Over the decades, his company offered pilot training, aircraft rental, aircraft maintenance, fuel and oil sales, aircraft hangaring, aircraft sales, charter service, pilot service, aircraft management. He gave many new pilots & mechanics their start in aviation and introduced many local businesses to the world of corporate aviation.
A few of the milestones of his 40 year career on the airport, in addition to instilling a love of flying to hundreds of people, include the first blacktop runway in 1959, pushing for County control of the airport in order to have an increased tax base for future improvement and expansion – accomplished in 1982, the growth of local business aviation, installation of jet fuel facilities, and many other continuous efforts through the years to help build awareness of, and the growth of, the airport.
The city of Huntingburg purchased the airport in 1967 with a Federal Grant and matching donations. Part of the Bob Brunsman farm was also deeded in 1967, while in 1969 runway lighting was added. Other improvements through the years included: 1971- Radio Beacon (NDB), 1973- 4,500’ paved and lighted runway, 1975-VOR/DME installation; 1976-construction of equipment shelter 45’x50’, 1977- Ferdinand NDB, 1978 – corporate and private hangar construction, 1982-metal pole building for storage 30’x45’.

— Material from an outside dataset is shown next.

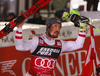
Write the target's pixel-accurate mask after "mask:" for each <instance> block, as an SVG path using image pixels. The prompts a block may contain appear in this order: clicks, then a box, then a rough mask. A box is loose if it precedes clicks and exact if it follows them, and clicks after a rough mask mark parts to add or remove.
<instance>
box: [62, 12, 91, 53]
mask: <svg viewBox="0 0 100 76" xmlns="http://www.w3.org/2000/svg"><path fill="white" fill-rule="evenodd" d="M69 19H70V21H72V22H73V23H74V25H75V27H79V34H78V37H77V39H76V41H62V52H64V51H74V50H77V49H80V48H82V47H83V45H84V42H85V37H86V27H87V24H86V23H88V22H89V19H88V18H86V17H84V16H78V15H76V14H71V16H70V18H69ZM79 21H80V22H79Z"/></svg>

In 1983, the Dubois County Airport Authority, a joint venture (government-municipality) with the City of Huntingburg and the County, assumed control of the 176-acre complex and added maintenance equipment.
In 1985 6 dry dams were constructed on airport property. Raymie Eckerle became the airport manager in 1986. Additional maintenance equipment was added from 1986-90.
In 1995 GPS approaches were requested and a mound septic system was completed. In 1996 a PAPI-4 system on Runway 9 was commissioned and the 96-acre Dittmer property was purchased. A new airport road was built and construction of the Jasper Flight Service hangar project was all completed in 1998-1999.
In January of 2000 the Airport Authority hired airport manager Travis McQueen. In 2001, a new T-hangar unit was built by HNB Hangar, LLC and taxiway A extension project was completed along with taxiway A3 to provide access to HNB Hangar, LLC T-hangars, as were the following acquisitions: new runway lighting system, a backhoe and trim mower. In 2002, a pilot control runway lighting system was operational. In 2004, an aircraft-parking ramp was completed, providing parking space to larger aircraft. In 2005, MasterBrand completed their Hangar facility with the FAA, Dubois County Council and Airport providing access via a taxiway system.